Anyone familiar with the auto industry knows that sedans, not coaches or trucks, make a car company. 

In China, sedans also make fine trophies. Corporates and cadres, businessmen and boys covet the status a sedan bestows.

And because getting one takes a whole lot of doing — China keeps a tight rein on the application process — a lively but exclusive market has emerged on the fringes.

Manufacturers naturally want in, but few care to find out the price of entry and whether being in is at all worthwhile.

Weichai Power (02338.HK, 000338.CN), one of China’s biggest makers of auto parts and engines, is the latest to jump on the sedan bandwagon.

With much fanfare, it unveiled its EnRanger {英致} brand on Sunday. Weichai Auto chairman Ye Ziqing {葉子青} told Xinhua that one to two sedan brands will be launched “within a few months”.

Earlier, Zhongxing Auto, an SUV maker based in Hebei, spent 1 billion yuan (US$165 million) to buy a sedan manufacturing license from Guangzhou Automobile Group (02238.HK, 601238.CN). And reports say Dongfeng Liuzhou Motor will debut its first sedan at the upcoming Auto China Expo in Beijing.

Family cars developed by Beiqi Foton Motor (600166.CN), a truck and MPV maker, will roll off production lines later this year.

The astonishing growth in car sales across all brands — 15.7 percent to 17.92 million units last year — is undoubtedly the biggest motivation, but these domestic manufacturers could find they have little legroom as much stronger, more popular foreign brands continue to muscle in on the sedan market.

An industrial expert told the Economic Observer what it takes and what it costs to be in the game.

First thing is car design, development and licensing. That could set you back 300 million to 400 million yuan.

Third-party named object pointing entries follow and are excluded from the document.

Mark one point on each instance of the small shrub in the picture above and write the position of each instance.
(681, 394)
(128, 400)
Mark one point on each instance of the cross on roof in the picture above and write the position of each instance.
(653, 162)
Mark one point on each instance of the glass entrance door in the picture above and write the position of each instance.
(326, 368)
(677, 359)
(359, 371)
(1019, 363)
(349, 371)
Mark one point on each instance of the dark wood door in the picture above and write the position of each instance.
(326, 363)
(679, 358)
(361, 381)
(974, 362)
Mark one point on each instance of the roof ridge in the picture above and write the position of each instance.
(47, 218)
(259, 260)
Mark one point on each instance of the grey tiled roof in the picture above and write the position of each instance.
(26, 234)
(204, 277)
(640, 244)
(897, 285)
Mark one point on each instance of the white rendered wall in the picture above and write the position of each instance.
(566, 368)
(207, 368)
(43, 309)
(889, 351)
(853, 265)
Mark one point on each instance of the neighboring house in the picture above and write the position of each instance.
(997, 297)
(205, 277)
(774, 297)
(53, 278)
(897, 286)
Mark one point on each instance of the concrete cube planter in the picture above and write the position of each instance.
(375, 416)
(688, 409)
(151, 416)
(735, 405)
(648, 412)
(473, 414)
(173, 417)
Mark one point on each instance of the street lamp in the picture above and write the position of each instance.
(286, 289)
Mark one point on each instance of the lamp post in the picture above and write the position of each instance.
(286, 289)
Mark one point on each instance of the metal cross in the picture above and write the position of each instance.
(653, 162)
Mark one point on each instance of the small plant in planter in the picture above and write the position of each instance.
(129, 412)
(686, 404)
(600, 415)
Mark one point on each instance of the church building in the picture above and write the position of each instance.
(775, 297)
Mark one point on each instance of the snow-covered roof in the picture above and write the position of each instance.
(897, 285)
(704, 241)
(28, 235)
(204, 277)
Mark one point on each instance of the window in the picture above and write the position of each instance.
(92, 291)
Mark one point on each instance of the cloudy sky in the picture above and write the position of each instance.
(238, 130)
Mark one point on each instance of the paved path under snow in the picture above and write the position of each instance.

Domestic automakers tend to get foreign companies to do the design, typically to the tune of 50 million yuan to 100 million yuan. Parts and prototype molding is another 100 million yuan at least. Mandatory emission and safety tests to qualify for licensing are not cheap either. Frontal and side impact tests, the Chinese version of the New Car Assessment Program, can top 10 million yuan.

Second is assembly line construction. Initial annual capacity is usually set at 100,000 units, meaning 2 billion yuan in upfront costs.

Manufacturers rarely break even with annual sales of 80,000 units, and they’re likely to take years to achieve it at that pace. Lifan (601777.CN), for instance, took six years to lift itself out of the red after it launched its first sedan model.

New entrants will have to figure out how much loss is acceptable to them from the get-go to marketing and, finally, sale.

China Business News reports that the Guangxi Zhuang Autonomous Region government and Liuzhou municipal authorities have lent 450 million yuan to Dongfeng Liuzhou Motor to start sedan production, but the money is still 1 billion yuan short of its plant expansion plan.

The capital market could help these players get some financing, but with investors wary of their challenges, such an option looks forbidding.